Saved by the Lights

Energy-efficient LED installations at retail can make products pop and bills shrink





 

From January 2009

By Fred Minnick


Most of us take power for granted, but retailers are keenly aware that energy is becoming more expensive.

One strategy for reducing consumption that makes good environmental – and, increasingly, financial – sense is quite simple: change light bulbs.

According to the U.S. Department of Energy, lighting consumes 22 percent of the country's electricity and "represents a great opportunity for energy efficiency," says Greg Merritt, director of corporate marketing for Cree, a manufacturer of semiconductors and devices that enhance the value of solid-state lighting, power and communications products by significantly increasing their energy performance and efficiency.

"Most of the technologies in use today were invented a hundred years ago. We see the opportunity to bring new technology to bear to adjust the current needs for energy efficiency in a number of lighting applications."

Durham, N.C.-based Cree specializes in LED lighting, which can save 80 percent and 50 percent compared with incandescent and compact fluorescent lighting, respectively. Another attribute is that LEDs "have a very long service lifetime of at least 50,000 hours," Merritt says. "To put that in perspective: if the LED light is on 12 hours a day, that's more than 11 years."

What Cree has brought to the market are "very high-performance white LEDs" that can be used for almost any applications "from street lighting to down lighting to accent lighting."

Anchorage, Alaska, joined Cree's LED City program, an international program that promotes the deployment of energy-efficient LED lighting. For a city that experiences 85 days a year with less than eight hours of daylight, good quality affordable lighting is an imperative.

According to Cree, the fixtures from BetaLED are expected to use 50 percent less energy than Anchorage's current streetlights, which could save the city $360,000 annually at current energy prices. And the LED fixtures typically last up to seven times longer than high-pressure sodium fixtures, allowing Anchorage to better utilize maintenance resources.

For retailers, LED lighting offers a green alternative to fluorescent lighting, which contains mercury. "That's the great thing about LED," says Bruce Sweeny, president of Chandler, Ariz.-based Red Mountain Lighting. "There is no hazardous waste."

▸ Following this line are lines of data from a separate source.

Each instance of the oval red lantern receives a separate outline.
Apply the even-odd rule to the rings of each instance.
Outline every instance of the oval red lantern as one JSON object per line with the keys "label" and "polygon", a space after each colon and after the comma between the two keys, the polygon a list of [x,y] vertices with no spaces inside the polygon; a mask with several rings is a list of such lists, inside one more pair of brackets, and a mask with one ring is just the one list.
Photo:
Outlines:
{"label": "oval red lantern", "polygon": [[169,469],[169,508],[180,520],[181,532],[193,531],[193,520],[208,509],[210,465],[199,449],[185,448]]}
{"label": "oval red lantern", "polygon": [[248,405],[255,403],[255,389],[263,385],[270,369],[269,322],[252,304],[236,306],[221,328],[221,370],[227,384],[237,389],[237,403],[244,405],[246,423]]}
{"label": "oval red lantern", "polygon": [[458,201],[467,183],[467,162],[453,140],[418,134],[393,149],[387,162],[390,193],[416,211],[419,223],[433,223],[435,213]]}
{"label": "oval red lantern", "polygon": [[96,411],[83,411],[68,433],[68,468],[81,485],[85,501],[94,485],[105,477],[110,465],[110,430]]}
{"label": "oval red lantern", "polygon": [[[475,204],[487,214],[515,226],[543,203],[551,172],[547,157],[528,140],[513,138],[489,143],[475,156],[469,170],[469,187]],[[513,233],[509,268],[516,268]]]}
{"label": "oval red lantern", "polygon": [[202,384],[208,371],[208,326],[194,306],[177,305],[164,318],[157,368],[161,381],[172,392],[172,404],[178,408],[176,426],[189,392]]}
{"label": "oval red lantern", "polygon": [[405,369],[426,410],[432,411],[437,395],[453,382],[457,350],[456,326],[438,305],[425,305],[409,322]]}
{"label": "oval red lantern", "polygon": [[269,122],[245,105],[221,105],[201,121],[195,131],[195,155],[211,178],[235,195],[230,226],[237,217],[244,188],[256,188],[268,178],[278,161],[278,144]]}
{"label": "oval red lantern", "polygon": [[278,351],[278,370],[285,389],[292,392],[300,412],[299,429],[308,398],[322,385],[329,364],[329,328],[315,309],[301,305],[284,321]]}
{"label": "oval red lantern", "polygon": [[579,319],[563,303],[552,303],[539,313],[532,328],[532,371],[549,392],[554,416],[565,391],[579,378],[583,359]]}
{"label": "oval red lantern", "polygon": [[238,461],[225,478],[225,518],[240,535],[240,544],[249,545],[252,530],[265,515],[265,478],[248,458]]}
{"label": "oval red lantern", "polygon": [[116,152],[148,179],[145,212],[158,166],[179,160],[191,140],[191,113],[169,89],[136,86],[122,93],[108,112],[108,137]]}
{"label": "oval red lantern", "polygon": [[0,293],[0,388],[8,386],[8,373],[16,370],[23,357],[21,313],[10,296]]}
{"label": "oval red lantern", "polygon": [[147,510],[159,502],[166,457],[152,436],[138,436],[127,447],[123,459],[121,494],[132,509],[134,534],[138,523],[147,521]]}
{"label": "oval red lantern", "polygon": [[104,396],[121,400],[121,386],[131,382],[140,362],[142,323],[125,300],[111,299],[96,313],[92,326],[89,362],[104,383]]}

Good for food presentation
Sweeny says retailers and restaurateurs also love the exceptional color quality of LED lights. A comparison of LEDs with fluorescents is like "the difference between standard television and HD television," he says. "Products, especially food, look better under LED lights."

Loving the crisp look their food gets under LED lights, restaurant owners are using them to replace incandescents and halogens — which give off great light quality, but are energy-inefficient.

Broach Management, a 19-unit Burger King franchisee in Arizona, installed LED lights earlier this year. It has enjoyed what vice president of operations and development Eric Dreier describes as a tremendous improvement in presentation, as well as a cost savings. "We've seen our utility costs slowly creep and creep upward, so we've always been looking for ways that we could battle that upward swing in cost," he says.

LED is "definitely a softer light," he says, "a little bit warmer in the restrooms and the dining room."

Most of Broach's stores are in Arizona, where air conditioning is a major summer cost. The LED lights have helped keep the temperature down, thus helping to reduce AC dollars. The LEDs are "definitely not radiating any heat like some of the older 4-ft. fluorescent bulbs do," Dreier says.

Cooler is better
Darryn Athis, general manager of an Applebee's in Beaverton, Ore., recently installed LED lights around his bar. He — and his patrons — appreciate the fact their light is not sweat-inducing.

"The LEDs' illumination and feel was a big improvement," he says. "It puts a sparkle on anything that can shine without melting the ice. Having the ability to dim is very handy, too."

LEDs can be dimmed or turned on and off "as often as you want without causing any negative impact over the lifetime or the performance of the light, which is different from most lights," Merritt says. Combining LEDs with intelligent control technologies — occupancy, ambient light or time-of-day sensors — can help "achieve outstanding reductions in the amount of electricity you use," he says.

LED installation costs are on par with other lighting solutions, though the process can vary depending upon the type of application. Cree's LR 6 recess down lights, for example, can be retrofitted into the existing recessed can light.